Just Tell Me That You Want Me: A Tribute To Fleetwood Mac

Danielle Raub
The mere mentioning of Fleetwood Mac, and in particular their album Rumours, is apt to send an indie-centered listener into fits of eye-rolls and scoffing. However, many indie music artists and fans may cite them, sheepishly, as a guilty pleasure. Fleetwood Mac enjoyed the forefront of mainstream rock pretty solidly throughout the 70s and 80s, and continued on with a fan-following few bands can match. I love Fleetwood Mac – and trust me, I also have the potential to be a music-snob.
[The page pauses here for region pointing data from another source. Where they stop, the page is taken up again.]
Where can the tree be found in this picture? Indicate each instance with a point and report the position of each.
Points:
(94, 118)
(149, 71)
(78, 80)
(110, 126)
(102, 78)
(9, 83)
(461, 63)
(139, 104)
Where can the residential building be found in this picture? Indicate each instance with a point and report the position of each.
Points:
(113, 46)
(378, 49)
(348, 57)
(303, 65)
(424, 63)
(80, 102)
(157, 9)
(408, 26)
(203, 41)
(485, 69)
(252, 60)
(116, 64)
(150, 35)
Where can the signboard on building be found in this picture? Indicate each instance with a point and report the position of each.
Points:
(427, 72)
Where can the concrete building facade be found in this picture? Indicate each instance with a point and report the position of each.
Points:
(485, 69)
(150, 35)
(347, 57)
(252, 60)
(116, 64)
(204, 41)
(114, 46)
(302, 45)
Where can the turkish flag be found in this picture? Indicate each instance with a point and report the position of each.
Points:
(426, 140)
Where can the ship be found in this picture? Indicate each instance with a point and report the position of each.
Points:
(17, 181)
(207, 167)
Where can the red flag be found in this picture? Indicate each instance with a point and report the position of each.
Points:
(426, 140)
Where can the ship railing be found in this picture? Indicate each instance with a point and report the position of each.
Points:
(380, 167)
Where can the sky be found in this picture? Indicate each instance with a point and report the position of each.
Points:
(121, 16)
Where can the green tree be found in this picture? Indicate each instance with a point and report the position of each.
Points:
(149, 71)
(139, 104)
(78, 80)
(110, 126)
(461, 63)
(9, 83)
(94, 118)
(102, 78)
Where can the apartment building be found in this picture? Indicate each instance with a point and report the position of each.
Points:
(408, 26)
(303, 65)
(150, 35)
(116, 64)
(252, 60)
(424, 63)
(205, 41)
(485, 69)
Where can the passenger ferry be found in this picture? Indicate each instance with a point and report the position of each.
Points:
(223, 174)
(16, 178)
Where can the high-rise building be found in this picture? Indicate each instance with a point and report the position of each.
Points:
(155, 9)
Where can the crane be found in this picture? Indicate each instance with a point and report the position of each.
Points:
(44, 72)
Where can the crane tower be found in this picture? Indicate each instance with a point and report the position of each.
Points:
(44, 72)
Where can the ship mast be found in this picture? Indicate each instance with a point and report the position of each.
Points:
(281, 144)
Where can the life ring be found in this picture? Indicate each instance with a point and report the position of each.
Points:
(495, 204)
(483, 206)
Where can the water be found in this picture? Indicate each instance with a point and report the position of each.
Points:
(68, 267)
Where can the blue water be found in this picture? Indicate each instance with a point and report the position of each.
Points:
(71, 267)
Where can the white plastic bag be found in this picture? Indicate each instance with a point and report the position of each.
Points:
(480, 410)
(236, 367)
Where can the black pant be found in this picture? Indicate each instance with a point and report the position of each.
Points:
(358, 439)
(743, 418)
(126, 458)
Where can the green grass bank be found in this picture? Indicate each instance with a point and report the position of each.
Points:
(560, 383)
This combination of indie artists with one of my favorite bands of all time should really just hit the mark for me-so much potential! But honestly, I’m a bit underwhelmed. Something like 10 of the 17 tracks on Just Tell Me That You Want Me are covers of Stevie Nicks’ songs. Let’s face it, Nicks does lend herself a little more readily to the indie music scene. She floats around the stage in ethereal black gauze and hair that would make a hipster explode with envy if not for the effortless cool that is required of them. And I’ll admit, I have a considerably-sized girl crush on Ms. Nicks. I just would have liked to have seen a more even distribution among the three main writers in Fleetwood Mac, and something more true to the emotional turmoil and intensity that is so unique to the group.

The Kills’ cover of “Dreams” is a lackluster interpretation- boring and dry at best. Best Coast’s “Rhiannon” is a bouncy and uplifting take, and manages to make itself a song completely separate from the original. I do prefer for covers to be re-interpretations rather than copies, but I’m not a huge fan of the interpretation. It lacks the original’s mystery and story-telling element. Antony’s “Landslide” and Karen Elson’s “Gold Dust Woman” are both very good if you’re looking for near-exact mimicry of the originals. Both of these covers, especially “Gold Dust Woman”, are note-for-note copies.

There are some real gems on the album, including Matt Sweeney and Bonnie ‘Prince’ Billie’s “Storms.” The layered harmonies along with the sparse guitar and percussion make this a sweet and true re-interpretation – “Storms” captures the same heartache and ragged emotion of the original. Another gem is Lykke Li’s rendition of “Silver Springs.” The track has an emotional depth that, while different from the original’s dramatic intensity, makes it equally as timeless and heartbreaking.

Other favorites are the covers of “Think About Me”, “Gypsy”, and “Tusk”. The New Pornographers’ “Think About Me” stays true to their aesthetic, as a multi-textured and upbeat song that is well-constructed and intricately produced. Gardens & Villa’s “Gypsy” has a very techno and dreamlike feel that makes it a really a fun listen while The Crystal Arc’s “Tusk” is also a neat and modern twist on the original. “Tusk” plays with some fun percussive flares and retains the same tribal, group vocals that make the original so interesting.

Overall, though equally as enjoyable at times as it is lackluster, Just Tell Me That You Want Me does not quite showcase the true amount of songwriting talent in Fleetwood Mac. And it certainly does not come close to capturing the emotional intensity and sound that make Fleetwood Mac extraordinary.